O estilo do filme é de um naturalismo suave. Como se a proposta, ao fazer os personagens reais falarem de si (não necessariamente histórias «reais»), fosse aproximar o cinema de um registro vívido do transcurso da vida comum. André fala de si, da namorada, dos pais. Um viver de classe média, existências marcadas pelas dificuldades do dia a dia, preocupações normais, como as que todo mundo tem. Os «atores» não interpretam. Não se vê neles qualquer intenção de teatralizar cenas. Eles passam diante da câmera como se apenas repetissem atos e situações com os quais estão acostumados. Vivem e representam as coisas do dia a dia, típicas de uma família mineira como tantas outras.

E, no entanto, em meio a esse despojamento, o cineasta mostra sensibilidade para introduzir a nota do poético no cotidiano. Quando, por exemplo, aparece Roberto Carlos cantando na TV e o casal em crise aproveita a música conhecida e se põe a dançar na sala de visitas. E, se os dois cogitam se separar, sempre há tempo para discutir aquelas coisas que todo casal discute – é preciso fazer uma obra na casa, levantar uma parede, mas quem se atreve a pensar nisso, àquela altura do campeonato? Sim, qualquer que seja a crise, é preciso manter a casa em pé, em funcionamento. Pensar no futuro talvez seja a forma mais prática de pensar que, talvez, a ruptura não seja inevitável. Essa retórica do «prático» pode ser a maneira mais contida encontrada pelo filme de dizer «eu te amo». Uma poética da discrição. Bem à moda mineira, no fundo.

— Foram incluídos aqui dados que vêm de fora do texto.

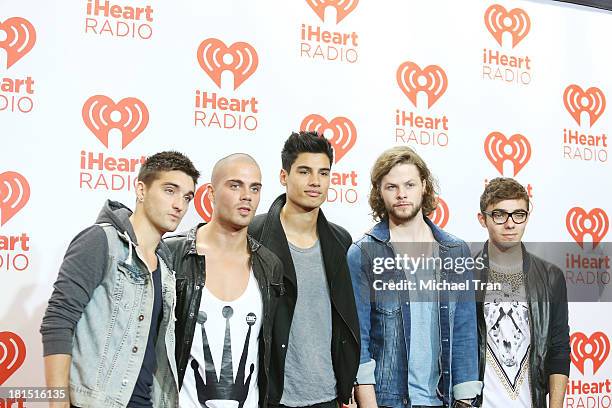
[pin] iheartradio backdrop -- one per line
(480, 89)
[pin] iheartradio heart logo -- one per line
(440, 215)
(20, 38)
(343, 7)
(595, 348)
(12, 354)
(577, 219)
(412, 80)
(577, 101)
(202, 203)
(340, 132)
(498, 149)
(215, 57)
(101, 114)
(14, 195)
(499, 21)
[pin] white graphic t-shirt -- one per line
(223, 366)
(506, 379)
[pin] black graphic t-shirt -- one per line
(223, 367)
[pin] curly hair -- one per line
(500, 189)
(383, 165)
(166, 161)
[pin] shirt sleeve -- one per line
(81, 272)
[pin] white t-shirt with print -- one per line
(223, 367)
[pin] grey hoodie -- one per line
(82, 270)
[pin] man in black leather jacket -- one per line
(523, 323)
(315, 339)
(227, 288)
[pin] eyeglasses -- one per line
(500, 216)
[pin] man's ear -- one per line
(141, 191)
(210, 191)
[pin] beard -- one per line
(402, 216)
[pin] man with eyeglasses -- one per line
(522, 325)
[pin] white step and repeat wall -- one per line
(479, 88)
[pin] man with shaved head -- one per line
(227, 289)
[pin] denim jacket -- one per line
(384, 322)
(100, 314)
(124, 300)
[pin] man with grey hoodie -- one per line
(108, 332)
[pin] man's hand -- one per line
(557, 384)
(57, 374)
(365, 396)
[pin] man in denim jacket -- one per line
(108, 332)
(415, 352)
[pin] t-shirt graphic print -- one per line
(223, 367)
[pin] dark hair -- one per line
(166, 161)
(305, 142)
(383, 165)
(500, 189)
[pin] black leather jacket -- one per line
(549, 351)
(190, 277)
(345, 346)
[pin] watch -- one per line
(462, 404)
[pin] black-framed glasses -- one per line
(501, 216)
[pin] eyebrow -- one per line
(170, 184)
(310, 168)
(388, 183)
(238, 181)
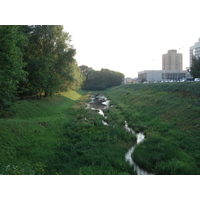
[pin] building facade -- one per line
(195, 51)
(172, 61)
(161, 75)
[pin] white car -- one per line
(197, 79)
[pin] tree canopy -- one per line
(100, 80)
(34, 61)
(11, 64)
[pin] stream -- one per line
(100, 102)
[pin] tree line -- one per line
(38, 60)
(100, 80)
(34, 61)
(195, 68)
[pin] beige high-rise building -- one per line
(172, 61)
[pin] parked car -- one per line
(197, 79)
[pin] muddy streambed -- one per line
(100, 102)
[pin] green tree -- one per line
(11, 64)
(100, 80)
(50, 60)
(195, 68)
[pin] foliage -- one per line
(50, 63)
(195, 68)
(168, 114)
(100, 80)
(11, 65)
(57, 135)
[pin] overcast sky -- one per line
(121, 35)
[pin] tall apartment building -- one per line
(195, 51)
(172, 61)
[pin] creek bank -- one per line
(128, 155)
(100, 102)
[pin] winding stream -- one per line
(100, 102)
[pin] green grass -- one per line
(168, 111)
(57, 135)
(29, 138)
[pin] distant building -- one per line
(195, 51)
(172, 61)
(161, 75)
(128, 80)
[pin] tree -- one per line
(11, 64)
(50, 60)
(100, 80)
(195, 68)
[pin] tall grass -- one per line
(168, 111)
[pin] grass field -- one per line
(57, 135)
(52, 136)
(169, 115)
(30, 136)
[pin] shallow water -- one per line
(100, 102)
(128, 157)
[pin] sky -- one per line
(122, 35)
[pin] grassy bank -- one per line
(29, 138)
(169, 115)
(57, 135)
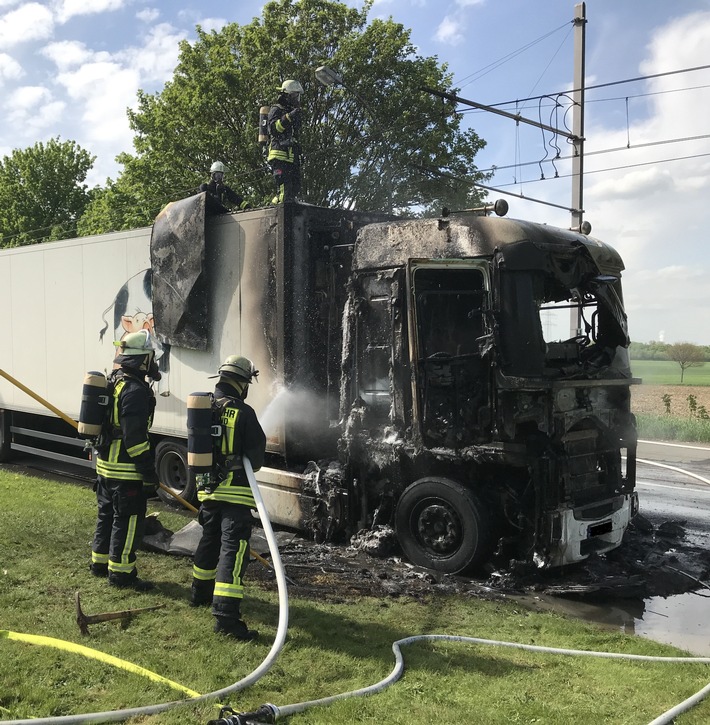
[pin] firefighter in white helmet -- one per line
(284, 158)
(125, 464)
(218, 193)
(226, 500)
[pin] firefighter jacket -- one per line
(283, 124)
(242, 434)
(125, 452)
(220, 192)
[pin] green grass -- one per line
(331, 648)
(666, 372)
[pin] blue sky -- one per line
(70, 68)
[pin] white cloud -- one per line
(69, 8)
(156, 59)
(10, 69)
(31, 21)
(148, 15)
(449, 31)
(33, 109)
(67, 53)
(210, 24)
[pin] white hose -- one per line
(119, 715)
(287, 710)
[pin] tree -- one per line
(686, 355)
(376, 142)
(42, 194)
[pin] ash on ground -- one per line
(652, 561)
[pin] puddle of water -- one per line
(682, 620)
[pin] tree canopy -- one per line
(42, 194)
(376, 141)
(686, 355)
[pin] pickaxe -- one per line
(84, 620)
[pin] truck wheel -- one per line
(442, 525)
(5, 435)
(171, 465)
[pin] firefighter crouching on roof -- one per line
(125, 464)
(226, 500)
(284, 158)
(218, 192)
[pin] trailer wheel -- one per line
(171, 466)
(442, 525)
(5, 435)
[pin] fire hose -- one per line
(269, 713)
(75, 425)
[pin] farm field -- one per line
(666, 372)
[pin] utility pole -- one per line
(580, 25)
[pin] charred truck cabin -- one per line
(472, 420)
(413, 373)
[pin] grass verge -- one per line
(331, 647)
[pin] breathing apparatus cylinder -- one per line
(264, 125)
(199, 433)
(94, 404)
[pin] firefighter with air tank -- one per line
(283, 124)
(221, 429)
(125, 464)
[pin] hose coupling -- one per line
(227, 716)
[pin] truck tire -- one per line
(5, 435)
(441, 525)
(171, 466)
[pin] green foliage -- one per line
(42, 194)
(377, 142)
(331, 648)
(667, 403)
(686, 355)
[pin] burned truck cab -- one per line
(486, 390)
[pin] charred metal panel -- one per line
(470, 235)
(177, 254)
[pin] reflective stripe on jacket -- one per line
(241, 434)
(283, 144)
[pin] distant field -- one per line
(662, 372)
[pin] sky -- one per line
(70, 68)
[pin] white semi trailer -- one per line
(417, 373)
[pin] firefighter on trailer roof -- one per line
(284, 157)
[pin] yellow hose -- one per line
(96, 655)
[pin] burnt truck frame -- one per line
(414, 373)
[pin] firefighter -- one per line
(125, 464)
(226, 500)
(284, 158)
(218, 192)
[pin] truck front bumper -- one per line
(574, 535)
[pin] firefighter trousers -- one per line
(119, 526)
(222, 556)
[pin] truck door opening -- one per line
(452, 377)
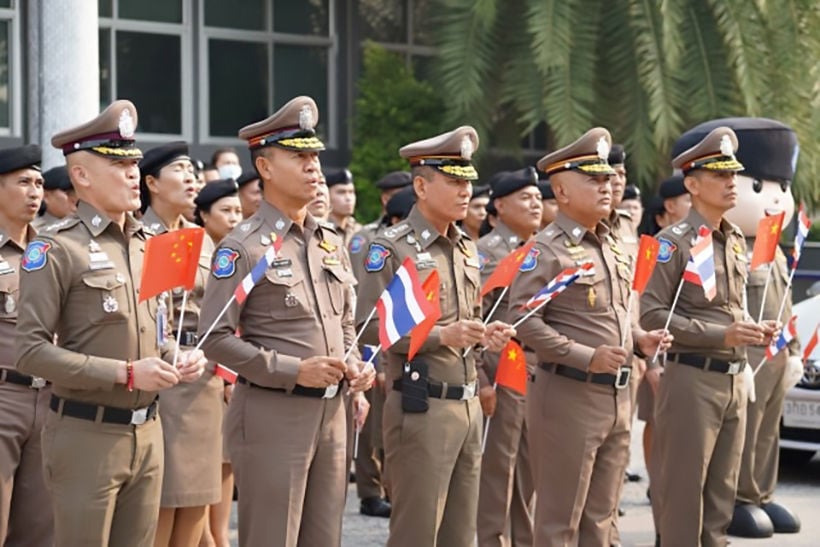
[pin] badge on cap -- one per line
(126, 124)
(36, 256)
(224, 263)
(376, 258)
(665, 250)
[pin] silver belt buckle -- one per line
(469, 392)
(622, 378)
(37, 382)
(331, 391)
(139, 416)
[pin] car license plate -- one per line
(805, 414)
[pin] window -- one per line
(258, 54)
(144, 57)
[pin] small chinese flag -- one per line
(418, 335)
(171, 260)
(768, 235)
(512, 368)
(506, 269)
(645, 262)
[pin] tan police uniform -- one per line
(80, 282)
(25, 511)
(578, 422)
(191, 412)
(758, 468)
(432, 458)
(287, 441)
(506, 489)
(700, 413)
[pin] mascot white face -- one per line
(755, 198)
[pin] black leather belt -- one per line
(110, 415)
(618, 381)
(188, 338)
(14, 377)
(316, 392)
(460, 392)
(706, 363)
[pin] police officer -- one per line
(506, 491)
(25, 514)
(583, 373)
(80, 285)
(286, 422)
(59, 198)
(700, 414)
(433, 441)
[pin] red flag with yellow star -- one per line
(171, 261)
(767, 238)
(418, 335)
(512, 368)
(506, 269)
(645, 262)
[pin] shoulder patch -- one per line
(224, 263)
(665, 250)
(357, 244)
(36, 256)
(531, 261)
(376, 258)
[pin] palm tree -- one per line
(646, 69)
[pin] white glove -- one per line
(749, 382)
(793, 371)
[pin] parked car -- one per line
(800, 425)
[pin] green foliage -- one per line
(393, 108)
(646, 69)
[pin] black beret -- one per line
(160, 156)
(631, 192)
(400, 203)
(672, 187)
(767, 148)
(546, 189)
(396, 179)
(337, 176)
(617, 154)
(480, 190)
(57, 178)
(20, 157)
(214, 191)
(505, 183)
(246, 177)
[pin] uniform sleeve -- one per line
(535, 332)
(223, 346)
(43, 292)
(370, 289)
(657, 301)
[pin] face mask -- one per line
(230, 171)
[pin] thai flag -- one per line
(402, 305)
(802, 232)
(700, 269)
(556, 286)
(258, 272)
(786, 336)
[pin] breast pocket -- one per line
(286, 296)
(107, 299)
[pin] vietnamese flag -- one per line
(767, 238)
(506, 269)
(171, 260)
(645, 262)
(431, 289)
(512, 368)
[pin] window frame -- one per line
(183, 29)
(328, 121)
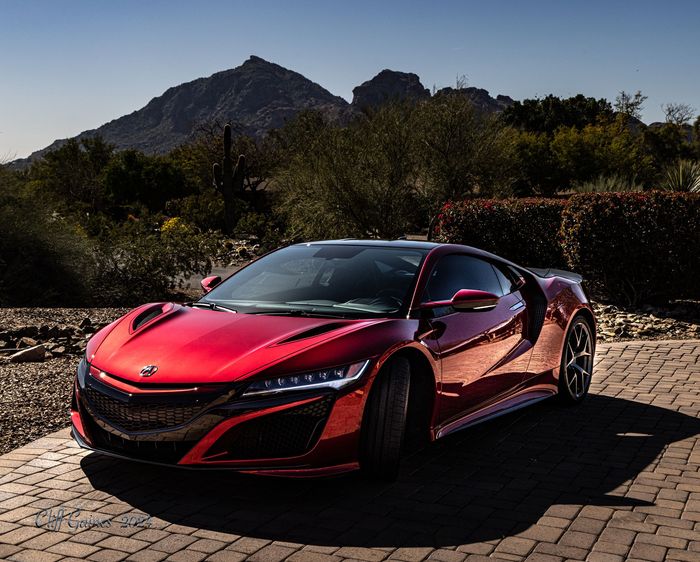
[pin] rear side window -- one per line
(455, 272)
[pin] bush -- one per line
(138, 261)
(635, 247)
(44, 259)
(522, 230)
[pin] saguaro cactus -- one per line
(229, 180)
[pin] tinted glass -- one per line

Publicado en Diário do Grande ABC

Todos los tiempos felices

Ella vuelve el jueves comienza con una serie de fotografías familiares de tiempos felices, y deviene en una historia familiar que se (re)construye a lo largo de la película. Porque para el espectador ciertos trazos sueltos, ciertas nociones apenas vistas o intuidas, van tejiendo una historia que permitir entender la relación familiar intensa y afectuosa en la misma medida que la trama avanza.

Los padres, un matrimonio de 35 años, tienen una relación tan tradicional, tan cotidiana, tan propia del cariño y de los tiempos, que ni siquiera se nota la crisis profunda que atraviesan. Esta se develará en una charla entre el padre y su hijo, sentados en una calle, un día cualquiera. Es que la vida y las largas charlas entre padres e hijo o entre los esposos o entre los hermanos, son siempre una charla cualquiera en una tarde cualquiera. Y la vida familiar, de afectos, dificultades y desencuentros circula silenciosamente en el medio de las mismas.

Más allá de esta suerte de minimalismo familiar, dos elementos son claves para comprender esta película: el primero es el espacio físico y social que supone la vida en los márgenes de Belo Horizonte; el segundo es la música, ya como protagonista de las acciones –porque ellos todos están de un modo u otro vinculados a este arte- ya como modo de registro contextual o contrapuntístico. La música y la ciudad narran también, como espacio vital de los protagonistas, los lugares propios de la felicidad.

Porque lo que concluye esta bella e inteligente película, es que en definitiva no son los instantes sino la vida en su conjunto, lo que definen la felicidad en cada momento.

Porque en definitiva la felicidad es también esa tarde en que tres generaciones de la familia pasan sentados juntos, en un pequeño apartamento, mirando apenas un partido de futbol en el televisor.